The scribes were an elite class of individuals from many corners of Jewish life. So named because they were among the few who were literate in the 1st century, the scribes were teachers of the Law. They also interpreted the Law in new circumstances, and served as lawyers, theologians, guardians of tradition, and curators of the text.

The scribes and the Pharisees were the keepers of Old Testament traditions. They held to the peoples' fast described in Isaiah--seeking God and claiming to delight in God's ways, while forsaking God's ordinances; they fasted but did not see; they fasted "only to quarrel and to fight and to strike with a wicked fist." They served their own interests and oppressed all their workers.

Being salt of the earth, a salt which is salty, means holding to the heart of the Law, rather than the letter of the Law. It means choosing the fast that God chooses: loosing the bonds of injustice, undoing the thongs of the yoke, letting the oppressed go free, and breaking every yoke.

Being the salt of the earth means sharing your bread with the hungry, bringing the homeless poor into your home, and clothing the naked.

I also believe, though, that being the salt of the earth means choosing to act in ways similar to the rock salt.

We should bring flavor to life! We should make life taste better. We should melt the cold around us, bringing warmth and safety everywhere we go. And we should deter bitterness, making things sweeter wherever we find ourselves.

Paul writes a bit about this in 1 Corinthians--how we are to bring the light of Christ into the word--"not with lofty words or wisdom...but with a demonstration of the Spirit and of power."

I think he actually says it better, though, in Colossians:

"Pray that I may proclaim it clearly, as I should. Be wise in the way that you act toward outsiders; make the most of every opportunity. Let your conversations be always full of grace, seasoned with salt, so that you may know how to answer everyone."

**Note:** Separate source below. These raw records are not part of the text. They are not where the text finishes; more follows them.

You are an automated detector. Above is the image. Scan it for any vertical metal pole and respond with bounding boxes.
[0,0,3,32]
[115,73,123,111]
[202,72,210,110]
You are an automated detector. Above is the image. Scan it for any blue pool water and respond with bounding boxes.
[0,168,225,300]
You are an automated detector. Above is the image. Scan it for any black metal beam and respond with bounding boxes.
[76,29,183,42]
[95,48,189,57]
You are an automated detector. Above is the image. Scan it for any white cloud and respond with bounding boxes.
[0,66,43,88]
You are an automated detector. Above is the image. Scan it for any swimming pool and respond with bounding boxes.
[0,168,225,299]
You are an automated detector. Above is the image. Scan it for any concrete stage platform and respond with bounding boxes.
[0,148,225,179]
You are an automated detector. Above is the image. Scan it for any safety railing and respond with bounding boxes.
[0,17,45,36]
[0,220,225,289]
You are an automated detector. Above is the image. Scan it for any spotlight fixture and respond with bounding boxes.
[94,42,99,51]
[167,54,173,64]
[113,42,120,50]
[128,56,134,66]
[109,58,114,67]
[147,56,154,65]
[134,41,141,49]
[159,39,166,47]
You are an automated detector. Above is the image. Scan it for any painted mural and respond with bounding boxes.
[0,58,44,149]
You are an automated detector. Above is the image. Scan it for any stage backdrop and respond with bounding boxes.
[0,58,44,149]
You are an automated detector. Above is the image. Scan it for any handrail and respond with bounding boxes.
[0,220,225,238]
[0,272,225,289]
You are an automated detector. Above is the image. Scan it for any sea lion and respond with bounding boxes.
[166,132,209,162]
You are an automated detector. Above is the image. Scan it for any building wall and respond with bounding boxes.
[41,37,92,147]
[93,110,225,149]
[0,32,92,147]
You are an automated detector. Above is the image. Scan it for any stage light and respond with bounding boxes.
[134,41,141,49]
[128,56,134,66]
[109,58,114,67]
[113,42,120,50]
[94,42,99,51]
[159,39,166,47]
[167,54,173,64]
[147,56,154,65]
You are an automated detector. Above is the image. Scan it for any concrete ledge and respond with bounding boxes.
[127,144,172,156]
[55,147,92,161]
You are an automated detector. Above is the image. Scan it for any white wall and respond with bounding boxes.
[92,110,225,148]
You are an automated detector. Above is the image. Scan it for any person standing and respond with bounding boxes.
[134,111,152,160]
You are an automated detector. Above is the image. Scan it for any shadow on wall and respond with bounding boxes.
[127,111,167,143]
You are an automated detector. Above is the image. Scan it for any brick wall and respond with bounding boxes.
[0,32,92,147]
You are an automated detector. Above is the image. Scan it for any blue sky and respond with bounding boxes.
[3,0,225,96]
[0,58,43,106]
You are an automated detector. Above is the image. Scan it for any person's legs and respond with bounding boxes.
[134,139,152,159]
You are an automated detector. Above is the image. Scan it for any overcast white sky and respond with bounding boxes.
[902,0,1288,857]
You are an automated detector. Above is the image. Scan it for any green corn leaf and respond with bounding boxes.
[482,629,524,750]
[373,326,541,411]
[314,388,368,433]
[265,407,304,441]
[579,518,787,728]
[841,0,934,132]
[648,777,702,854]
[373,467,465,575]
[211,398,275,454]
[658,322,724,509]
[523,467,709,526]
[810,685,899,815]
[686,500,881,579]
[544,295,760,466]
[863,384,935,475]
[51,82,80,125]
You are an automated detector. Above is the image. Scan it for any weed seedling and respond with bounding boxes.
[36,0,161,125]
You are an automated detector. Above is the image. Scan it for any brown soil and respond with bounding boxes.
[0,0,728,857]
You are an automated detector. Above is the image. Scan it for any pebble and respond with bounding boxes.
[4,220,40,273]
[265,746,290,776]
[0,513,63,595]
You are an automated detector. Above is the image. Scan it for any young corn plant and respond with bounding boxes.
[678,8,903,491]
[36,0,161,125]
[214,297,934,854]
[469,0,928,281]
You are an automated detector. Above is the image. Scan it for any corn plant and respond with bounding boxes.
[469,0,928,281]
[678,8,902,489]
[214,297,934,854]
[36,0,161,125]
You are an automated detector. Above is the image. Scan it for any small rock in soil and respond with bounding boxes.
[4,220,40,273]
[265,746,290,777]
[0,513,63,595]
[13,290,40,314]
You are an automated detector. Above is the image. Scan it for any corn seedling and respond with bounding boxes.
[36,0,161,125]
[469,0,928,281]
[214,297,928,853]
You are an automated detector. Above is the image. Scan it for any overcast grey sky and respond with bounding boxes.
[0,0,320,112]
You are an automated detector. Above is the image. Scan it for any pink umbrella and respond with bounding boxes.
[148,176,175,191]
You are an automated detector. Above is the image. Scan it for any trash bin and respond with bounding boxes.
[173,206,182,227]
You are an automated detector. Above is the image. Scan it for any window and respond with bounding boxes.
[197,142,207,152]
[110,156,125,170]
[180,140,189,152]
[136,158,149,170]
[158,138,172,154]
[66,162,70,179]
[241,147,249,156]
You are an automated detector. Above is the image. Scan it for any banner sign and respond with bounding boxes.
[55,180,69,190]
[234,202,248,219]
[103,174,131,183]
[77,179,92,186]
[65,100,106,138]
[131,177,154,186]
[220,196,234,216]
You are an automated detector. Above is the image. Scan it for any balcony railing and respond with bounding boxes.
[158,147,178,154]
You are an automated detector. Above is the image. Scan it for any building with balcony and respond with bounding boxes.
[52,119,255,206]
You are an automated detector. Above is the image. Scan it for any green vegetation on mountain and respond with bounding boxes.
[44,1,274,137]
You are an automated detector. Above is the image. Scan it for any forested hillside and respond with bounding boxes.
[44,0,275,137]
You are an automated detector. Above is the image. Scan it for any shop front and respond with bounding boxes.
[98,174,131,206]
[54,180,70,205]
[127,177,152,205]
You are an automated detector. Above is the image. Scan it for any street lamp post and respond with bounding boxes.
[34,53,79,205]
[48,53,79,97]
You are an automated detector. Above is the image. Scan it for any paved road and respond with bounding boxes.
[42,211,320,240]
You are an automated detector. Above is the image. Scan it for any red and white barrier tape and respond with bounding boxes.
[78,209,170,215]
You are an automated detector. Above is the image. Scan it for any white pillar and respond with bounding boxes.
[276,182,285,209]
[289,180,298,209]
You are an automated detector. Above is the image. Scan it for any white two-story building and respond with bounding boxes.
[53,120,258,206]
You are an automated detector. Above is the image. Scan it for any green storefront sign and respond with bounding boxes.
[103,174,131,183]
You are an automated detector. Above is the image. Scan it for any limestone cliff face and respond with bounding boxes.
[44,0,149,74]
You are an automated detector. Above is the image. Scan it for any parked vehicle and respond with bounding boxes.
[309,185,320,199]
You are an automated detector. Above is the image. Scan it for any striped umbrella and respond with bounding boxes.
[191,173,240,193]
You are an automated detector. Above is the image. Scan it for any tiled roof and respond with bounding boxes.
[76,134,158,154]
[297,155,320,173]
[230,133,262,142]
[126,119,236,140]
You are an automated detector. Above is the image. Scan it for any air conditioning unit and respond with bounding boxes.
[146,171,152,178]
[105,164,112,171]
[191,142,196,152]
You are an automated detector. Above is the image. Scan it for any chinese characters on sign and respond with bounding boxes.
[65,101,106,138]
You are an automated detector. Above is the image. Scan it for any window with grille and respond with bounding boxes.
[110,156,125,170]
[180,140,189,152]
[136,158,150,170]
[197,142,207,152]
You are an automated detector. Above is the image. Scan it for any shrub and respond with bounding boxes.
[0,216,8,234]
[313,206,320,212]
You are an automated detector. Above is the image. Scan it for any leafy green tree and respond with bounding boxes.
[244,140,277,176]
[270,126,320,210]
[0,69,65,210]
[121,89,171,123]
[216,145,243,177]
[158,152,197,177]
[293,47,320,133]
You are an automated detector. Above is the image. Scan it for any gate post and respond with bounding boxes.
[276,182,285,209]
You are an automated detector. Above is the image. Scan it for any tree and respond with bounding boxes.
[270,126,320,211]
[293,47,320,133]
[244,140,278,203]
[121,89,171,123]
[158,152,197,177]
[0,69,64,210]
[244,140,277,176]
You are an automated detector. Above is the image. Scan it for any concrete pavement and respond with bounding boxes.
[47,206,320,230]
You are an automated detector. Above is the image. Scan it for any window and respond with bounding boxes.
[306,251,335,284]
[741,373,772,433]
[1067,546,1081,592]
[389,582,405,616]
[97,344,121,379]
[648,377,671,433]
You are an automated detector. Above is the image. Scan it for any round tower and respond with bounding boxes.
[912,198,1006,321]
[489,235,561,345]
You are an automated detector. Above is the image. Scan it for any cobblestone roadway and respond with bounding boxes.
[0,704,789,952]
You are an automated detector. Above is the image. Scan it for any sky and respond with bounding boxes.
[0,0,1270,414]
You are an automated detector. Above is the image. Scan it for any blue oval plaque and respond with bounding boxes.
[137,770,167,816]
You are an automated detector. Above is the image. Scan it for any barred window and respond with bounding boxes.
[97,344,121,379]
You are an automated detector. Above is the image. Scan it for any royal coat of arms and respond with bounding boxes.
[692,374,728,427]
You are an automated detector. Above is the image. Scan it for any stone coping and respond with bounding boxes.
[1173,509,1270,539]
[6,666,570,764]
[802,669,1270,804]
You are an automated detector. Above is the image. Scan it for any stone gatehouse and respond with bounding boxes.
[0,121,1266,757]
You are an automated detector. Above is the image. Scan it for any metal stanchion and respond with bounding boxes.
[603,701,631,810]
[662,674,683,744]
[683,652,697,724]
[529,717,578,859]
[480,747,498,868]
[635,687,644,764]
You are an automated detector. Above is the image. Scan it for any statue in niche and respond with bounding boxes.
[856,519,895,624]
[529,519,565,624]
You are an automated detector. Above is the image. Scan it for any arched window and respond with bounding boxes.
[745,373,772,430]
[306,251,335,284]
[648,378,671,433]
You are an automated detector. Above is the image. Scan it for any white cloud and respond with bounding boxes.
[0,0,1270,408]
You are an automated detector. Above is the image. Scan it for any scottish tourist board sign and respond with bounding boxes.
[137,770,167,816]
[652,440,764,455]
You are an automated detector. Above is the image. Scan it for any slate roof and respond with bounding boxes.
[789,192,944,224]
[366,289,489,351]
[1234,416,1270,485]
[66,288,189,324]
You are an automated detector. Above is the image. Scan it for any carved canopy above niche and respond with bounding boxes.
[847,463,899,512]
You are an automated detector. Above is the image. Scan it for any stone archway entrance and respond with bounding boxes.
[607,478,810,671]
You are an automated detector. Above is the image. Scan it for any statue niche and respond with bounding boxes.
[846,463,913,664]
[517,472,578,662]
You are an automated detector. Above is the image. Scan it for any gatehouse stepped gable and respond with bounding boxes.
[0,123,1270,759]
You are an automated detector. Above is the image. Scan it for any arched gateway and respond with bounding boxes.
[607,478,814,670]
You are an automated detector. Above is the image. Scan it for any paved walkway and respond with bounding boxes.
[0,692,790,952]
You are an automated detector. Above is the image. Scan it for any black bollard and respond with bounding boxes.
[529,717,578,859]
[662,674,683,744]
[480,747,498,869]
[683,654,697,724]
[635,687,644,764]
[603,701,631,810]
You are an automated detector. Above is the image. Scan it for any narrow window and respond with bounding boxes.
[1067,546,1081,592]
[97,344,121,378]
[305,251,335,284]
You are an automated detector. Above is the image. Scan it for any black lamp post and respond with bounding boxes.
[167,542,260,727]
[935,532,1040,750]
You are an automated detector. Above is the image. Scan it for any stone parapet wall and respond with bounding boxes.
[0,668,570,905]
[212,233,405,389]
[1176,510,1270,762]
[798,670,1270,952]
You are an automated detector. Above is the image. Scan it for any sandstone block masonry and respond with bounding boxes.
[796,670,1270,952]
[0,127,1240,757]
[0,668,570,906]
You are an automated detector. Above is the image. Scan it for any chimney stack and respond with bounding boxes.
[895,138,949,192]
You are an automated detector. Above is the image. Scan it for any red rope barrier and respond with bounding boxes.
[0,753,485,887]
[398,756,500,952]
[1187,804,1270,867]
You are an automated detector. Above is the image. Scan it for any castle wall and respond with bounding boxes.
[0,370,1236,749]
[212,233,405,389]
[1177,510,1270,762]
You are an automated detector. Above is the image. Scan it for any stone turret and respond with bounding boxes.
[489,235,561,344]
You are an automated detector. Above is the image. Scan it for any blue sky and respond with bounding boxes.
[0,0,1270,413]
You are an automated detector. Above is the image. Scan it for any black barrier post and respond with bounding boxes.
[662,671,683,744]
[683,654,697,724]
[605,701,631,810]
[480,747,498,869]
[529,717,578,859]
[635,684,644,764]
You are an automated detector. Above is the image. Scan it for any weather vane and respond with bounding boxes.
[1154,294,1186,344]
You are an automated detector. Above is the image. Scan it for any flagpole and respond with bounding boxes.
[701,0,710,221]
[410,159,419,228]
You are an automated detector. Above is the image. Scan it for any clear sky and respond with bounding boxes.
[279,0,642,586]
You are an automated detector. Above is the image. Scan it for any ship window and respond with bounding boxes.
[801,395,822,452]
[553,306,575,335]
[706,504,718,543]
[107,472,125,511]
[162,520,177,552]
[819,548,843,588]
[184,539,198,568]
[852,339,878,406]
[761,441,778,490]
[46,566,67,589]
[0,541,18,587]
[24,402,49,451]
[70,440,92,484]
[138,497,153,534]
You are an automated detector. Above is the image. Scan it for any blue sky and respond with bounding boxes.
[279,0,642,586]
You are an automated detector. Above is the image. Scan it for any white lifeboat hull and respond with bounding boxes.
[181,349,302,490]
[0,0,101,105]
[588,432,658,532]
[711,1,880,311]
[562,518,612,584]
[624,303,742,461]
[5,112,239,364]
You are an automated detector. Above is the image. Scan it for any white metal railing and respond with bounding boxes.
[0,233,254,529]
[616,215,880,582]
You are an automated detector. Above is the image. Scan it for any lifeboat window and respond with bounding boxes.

"Let your conversations be always full of grace, seasoned with salt...."

Seasoning our words with grace is one way we can be salt and light to the world everyday.

When we choose to be salt and light--removing the yoke, the pointing finger, the speaking of evil; offering food to the hungry and satisfying the needs of the afflicted, seasoning our conversations with grace--the Lord promises to guide us continually, to satisfy our needs, and make our bones strong. we will be like a watered garden, like a spring of water, whose waters never fail.

Today, may you be salt and light to all your encounter, and may God meet your needs as you meet the needs of others.


Just for fun, as a practical application for being "salt of the earth," during the children's sermon, I had the kids hand out the salt caramels I'd spent the last two days making. SO! MUCH! FUN!